Thursday, May 28, 2009

The Bicycling Craze in PA - Related to Organic Gardening??



Organic Gardening magazine and the Rodale Institute have long been part of my repertoire of hobbies/reading since I started gardening somewhere back in the early 90's -- long before I had any interest in bicycles. Then a Cannondale Scalpel came into my life somewhere around 2001 and the organic gardening took a back seat for a couple years. Last year, the gardening came around again and I'm balancing the two pretty much equally now. I always knew Rodale owned Bicycling Magazine and many, many other fitness mags (Runner's world, Mens Health, Womens Health, Prevention, etc), but I never knew the real impact the Rodales had on the fitness world until recently, AND the fact it started as organic gardening and moved into healthy living and fitness. I'm reading Our Roots Grow Deep, the Story of Rodale. It's a fascinating story of the 3 generations of Rodales and the empire they've built -- including the huge health and fitness division to include the above mags and oodles and oodles of health and fitness books. South Beach Diet? Rodale. Biggest Loser cookbooks and other books? Rodale. Pilates books, yoga books, all kinds of diet books? Most are the brainchild of Rodale. When Grandpa organic guru J.I. Rodale passed away in 1971 after bringing the organic movement into mainstream, his son, Bob Rodale took over and focused on growing the health and fitness divisions. From the book, "Bicycling has an appeal that went far beyond competition and recreation. For Bob Rodale, the bicycle was something like the perfect machine. Energy-efficient, environmentally friendly, and healthy, the bicycle offered people the ability to take greater control of their own lives. And increasingly, he used the company's resources to promote both traditional and new uses for the bicycle.
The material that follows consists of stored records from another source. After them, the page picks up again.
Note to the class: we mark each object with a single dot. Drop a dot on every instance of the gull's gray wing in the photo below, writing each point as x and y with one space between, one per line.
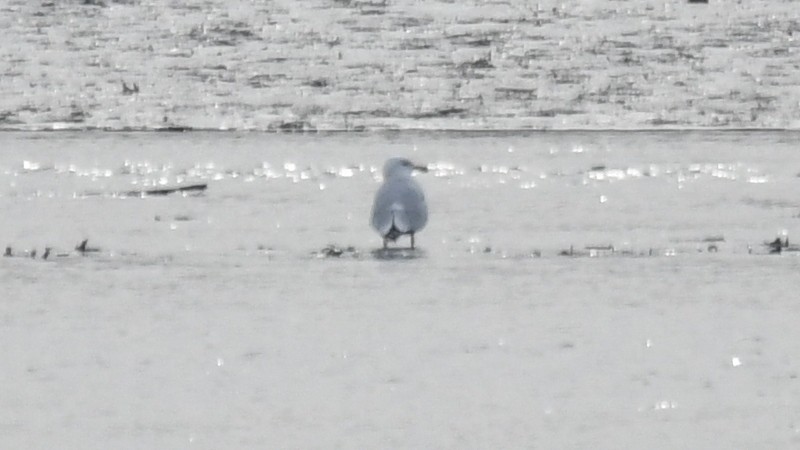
399 202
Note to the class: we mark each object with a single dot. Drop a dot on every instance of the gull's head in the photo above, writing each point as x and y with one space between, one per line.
400 167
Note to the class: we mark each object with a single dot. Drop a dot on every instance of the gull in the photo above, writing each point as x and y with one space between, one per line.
399 206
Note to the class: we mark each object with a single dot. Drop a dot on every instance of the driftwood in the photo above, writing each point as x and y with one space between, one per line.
166 191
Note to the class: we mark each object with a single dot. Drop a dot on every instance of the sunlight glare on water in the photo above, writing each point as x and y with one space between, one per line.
557 298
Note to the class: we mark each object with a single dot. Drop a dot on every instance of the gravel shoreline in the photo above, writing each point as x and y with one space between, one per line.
356 65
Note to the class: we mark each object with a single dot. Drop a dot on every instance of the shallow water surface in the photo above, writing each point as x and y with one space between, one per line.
258 313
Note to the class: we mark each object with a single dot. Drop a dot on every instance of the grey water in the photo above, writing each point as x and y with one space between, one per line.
572 289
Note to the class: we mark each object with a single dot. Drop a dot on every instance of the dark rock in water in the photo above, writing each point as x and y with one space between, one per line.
334 251
128 90
83 248
777 245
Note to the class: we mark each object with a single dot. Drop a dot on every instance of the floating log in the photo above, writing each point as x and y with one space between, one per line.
166 191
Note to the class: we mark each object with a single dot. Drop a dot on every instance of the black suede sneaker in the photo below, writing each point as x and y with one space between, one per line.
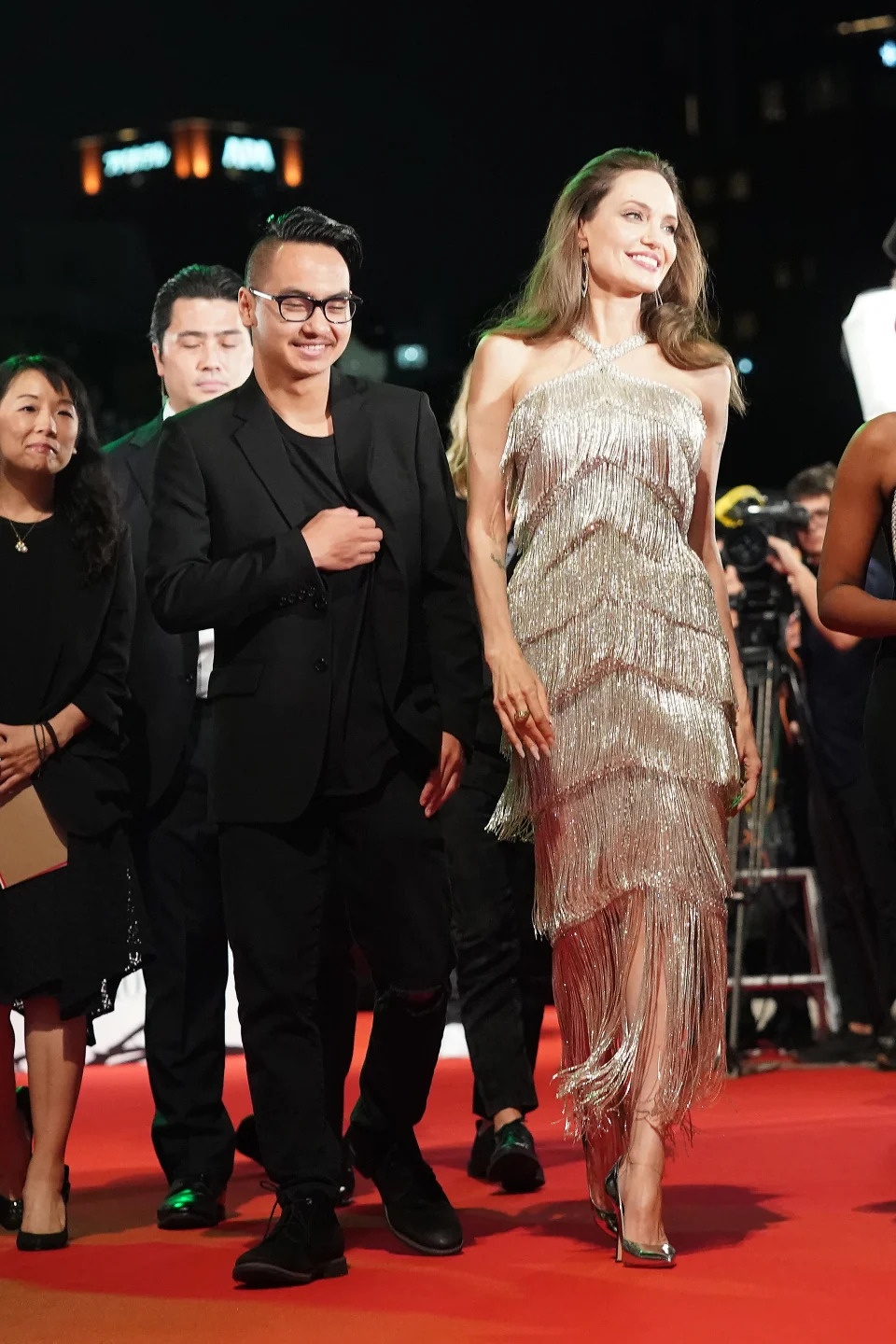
514 1163
480 1156
305 1243
415 1206
246 1142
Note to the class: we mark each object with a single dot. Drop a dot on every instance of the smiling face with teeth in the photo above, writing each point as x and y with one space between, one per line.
38 427
289 351
630 238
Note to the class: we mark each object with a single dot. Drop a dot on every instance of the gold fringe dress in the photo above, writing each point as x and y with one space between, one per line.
617 614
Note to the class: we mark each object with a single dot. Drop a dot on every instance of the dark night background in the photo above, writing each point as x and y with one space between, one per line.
443 134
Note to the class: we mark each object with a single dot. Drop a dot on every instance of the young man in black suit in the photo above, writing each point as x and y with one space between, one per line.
202 350
309 519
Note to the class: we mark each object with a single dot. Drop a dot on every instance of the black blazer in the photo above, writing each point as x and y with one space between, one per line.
226 550
88 632
162 666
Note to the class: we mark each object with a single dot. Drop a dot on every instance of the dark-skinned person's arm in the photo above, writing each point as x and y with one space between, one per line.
865 482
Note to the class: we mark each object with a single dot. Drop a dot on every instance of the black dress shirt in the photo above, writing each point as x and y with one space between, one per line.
360 742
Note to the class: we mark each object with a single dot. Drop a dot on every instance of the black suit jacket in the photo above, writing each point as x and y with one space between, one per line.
226 550
86 640
162 665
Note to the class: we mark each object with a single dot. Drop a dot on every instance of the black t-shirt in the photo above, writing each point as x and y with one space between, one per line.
837 683
359 744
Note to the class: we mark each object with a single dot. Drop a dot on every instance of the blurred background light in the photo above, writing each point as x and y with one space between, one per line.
412 357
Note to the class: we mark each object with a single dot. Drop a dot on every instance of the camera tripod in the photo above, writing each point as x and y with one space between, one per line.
755 852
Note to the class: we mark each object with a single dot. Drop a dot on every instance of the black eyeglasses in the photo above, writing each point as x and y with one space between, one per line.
299 308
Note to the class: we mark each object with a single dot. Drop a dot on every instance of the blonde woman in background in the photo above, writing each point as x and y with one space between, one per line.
601 403
503 971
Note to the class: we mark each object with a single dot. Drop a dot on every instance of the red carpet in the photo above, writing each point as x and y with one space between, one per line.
783 1216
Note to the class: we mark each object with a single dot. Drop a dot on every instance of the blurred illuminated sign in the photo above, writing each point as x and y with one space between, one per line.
247 155
129 159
He was an active guy himself -- an Olympic skeet shooter. When he went to the 1968 Olympics, he was fascinated by the track bikes; thus, in 1975 Rodale donated the land and money to build the Velodrome and purchased Bicycling magazine. The rest is history - Rodale has been diligently promoting health and fitness since through their many magazines and books. I've never been to the Velodrome, but its on my list of things to do someday. Of course I'll then want a track bike. Ha! I truly believe we have the Rodales to thank for many decades of making the public aware of the importance of health, fitness, and an organic lifestyle. Very inspiring.